Corpo, Gesto e Floresta
Patrícia Siqueira
Para a artista multidisciplinar Patrícia Siqueira, a pintura começa antes do pincel tocar a tela. Ela nasce na memória de seu corpo, no impulso de um salto, na tensão de um músculo e se transforma no gesto que desenha no espaço. Sua arte não é uma imagem estática, mas o rastro de uma coreografia interior, um embate de força e resistência que se traduz em cor e forma. Quando ela se volta para a Amazônia, ela não busca representar a floresta, mas compor com ela.


O gesto de Patrícia se expande como um rio procurando suas margens. Como a água, suas linhas seguem forças invisíveis, contornam resistências, bifurcam-se e se reencontram. O suporte, tela ou papel, torna-se o chão da floresta, onde corpos se espalham e se refazem. Em sua obra, as três forças da Amazônia: abundância, fragilidade e resistência não são temas, mas parceiras de composição. A abundância se revela nas camadas vibrantes de tinta e papel, a fragilidade se mostra nas bordas rasgadas, "como uma folha que se curva com o vento" e a resistência pulsa no gesto que retorna, na cor que se recusa a ser apagada.
A conexão com o mundo natural é visceral e metodológica. Assim como na floresta, em suas telas não há um protagonista único. Existe um corpo coletivo onde "o que se move e o que faz mover se fundem". “A árvore não é só presença, ela é instrumento do vento, sombra para o solo, casa para o inseto. A ação não está centralizada. É difusa, coletiva.” Suas obras são porosas, abertas, permeáveis às forças que não se controlam. Elas aceitam o que surge como parte da obra, como na dança, onde o corpo se deixa atravessar pelo voo de um inseto, pelo sopro do vento, pela água que corre.
Há nelas a mesma lógica de um organismo vivo: nada é centralizado. As cores, transparentes ou intensas, surgem como respirações e os espaços como pausas de silêncio denso. Se fosse um animal, diz Patrícia, seria pássaro: “eles carregam a leveza, o impulso para o alto, a liberdade de existir entre planos e são semeadores ”. E talvez seja isso que torna sua obra tão urgente: ela semeia uma outra forma de olhar, mais próxima daquilo que é orgânico, instável e essencialmente vivo. Diante de suas pinturas compreendemos que a arte, assim como a floresta, é feita de fluxos. Não busca um fim nem uma forma definitiva. Busca relação, escuta e presença.
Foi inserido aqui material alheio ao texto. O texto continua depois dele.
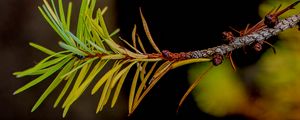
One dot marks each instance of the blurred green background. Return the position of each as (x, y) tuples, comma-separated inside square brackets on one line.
[(264, 86)]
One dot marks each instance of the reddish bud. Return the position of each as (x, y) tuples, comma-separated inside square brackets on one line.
[(217, 59)]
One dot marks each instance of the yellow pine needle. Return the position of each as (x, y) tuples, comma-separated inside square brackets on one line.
[(154, 80), (141, 44), (193, 86), (133, 87), (133, 37), (147, 31)]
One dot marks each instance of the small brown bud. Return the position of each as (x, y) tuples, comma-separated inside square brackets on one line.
[(271, 21), (257, 47), (217, 59), (228, 36)]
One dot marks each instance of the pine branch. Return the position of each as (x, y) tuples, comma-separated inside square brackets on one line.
[(247, 40), (88, 51)]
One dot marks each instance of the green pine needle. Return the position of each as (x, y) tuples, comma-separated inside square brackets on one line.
[(87, 52)]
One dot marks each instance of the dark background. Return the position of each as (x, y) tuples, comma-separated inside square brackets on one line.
[(175, 25)]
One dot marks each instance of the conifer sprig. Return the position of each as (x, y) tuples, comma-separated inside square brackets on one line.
[(92, 47)]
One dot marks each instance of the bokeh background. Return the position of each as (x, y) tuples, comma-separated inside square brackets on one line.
[(265, 86)]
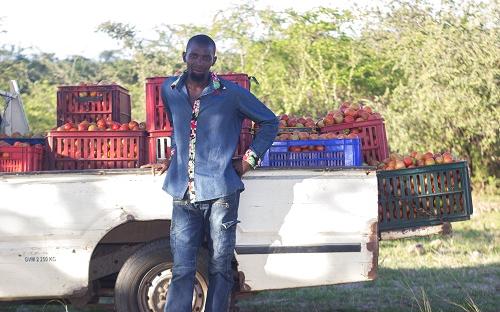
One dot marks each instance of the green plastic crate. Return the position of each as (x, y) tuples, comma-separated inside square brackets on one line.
[(423, 196)]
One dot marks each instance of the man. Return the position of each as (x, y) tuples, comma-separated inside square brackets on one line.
[(206, 113)]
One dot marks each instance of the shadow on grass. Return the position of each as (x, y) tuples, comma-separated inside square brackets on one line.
[(394, 290)]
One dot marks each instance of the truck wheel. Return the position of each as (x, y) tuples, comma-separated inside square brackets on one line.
[(142, 283)]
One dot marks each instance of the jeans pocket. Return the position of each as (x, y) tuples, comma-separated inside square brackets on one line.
[(229, 224)]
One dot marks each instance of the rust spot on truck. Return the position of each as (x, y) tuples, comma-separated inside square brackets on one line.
[(372, 246)]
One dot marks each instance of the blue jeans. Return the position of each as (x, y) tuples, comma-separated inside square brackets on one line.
[(191, 223)]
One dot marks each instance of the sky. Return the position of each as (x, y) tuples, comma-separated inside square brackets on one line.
[(67, 27)]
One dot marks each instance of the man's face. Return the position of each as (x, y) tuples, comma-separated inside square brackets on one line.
[(199, 58)]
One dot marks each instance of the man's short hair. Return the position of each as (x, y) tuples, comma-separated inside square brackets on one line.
[(201, 39)]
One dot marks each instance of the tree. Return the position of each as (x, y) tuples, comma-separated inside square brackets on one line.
[(448, 95)]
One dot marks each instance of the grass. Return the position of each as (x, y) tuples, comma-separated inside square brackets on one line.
[(460, 272)]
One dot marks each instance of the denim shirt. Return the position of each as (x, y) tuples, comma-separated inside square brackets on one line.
[(223, 107)]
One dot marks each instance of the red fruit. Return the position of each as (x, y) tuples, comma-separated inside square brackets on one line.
[(447, 158), (428, 155), (101, 123), (329, 121), (355, 106), (67, 126), (349, 119), (429, 161), (303, 136), (363, 114), (350, 112), (292, 122), (330, 135), (283, 137), (399, 164)]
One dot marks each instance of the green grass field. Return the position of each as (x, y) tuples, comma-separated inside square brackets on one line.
[(460, 272)]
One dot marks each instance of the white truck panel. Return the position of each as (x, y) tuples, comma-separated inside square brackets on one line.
[(308, 210)]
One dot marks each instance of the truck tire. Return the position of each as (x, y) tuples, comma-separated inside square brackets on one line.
[(142, 283)]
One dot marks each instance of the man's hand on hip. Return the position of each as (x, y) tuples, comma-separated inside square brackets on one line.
[(241, 166), (159, 168)]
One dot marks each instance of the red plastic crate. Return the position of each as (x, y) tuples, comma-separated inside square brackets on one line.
[(92, 102), (21, 158), (78, 150), (372, 134), (156, 115)]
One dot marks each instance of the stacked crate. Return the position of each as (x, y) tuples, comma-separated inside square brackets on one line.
[(92, 102), (372, 134), (75, 148), (21, 155)]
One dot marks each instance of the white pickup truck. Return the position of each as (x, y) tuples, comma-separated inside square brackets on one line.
[(80, 234)]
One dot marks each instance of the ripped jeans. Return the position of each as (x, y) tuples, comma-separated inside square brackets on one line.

A arte de Patrícia Siqueira, ao final, torna-se um manifesto silencioso, uma dança de "raízes e asas" que "insiste em brotar". Ela nos ensina o que a própria floresta sussurra: que o tempo pode ser matéria de construção e não de perda.
Mesmo em um mundo que nos provoca descompasso é possível reencontrar um ritmo. Como ela mesma conclui sobre a floresta, “é possível continuar mesmo depois da queda”.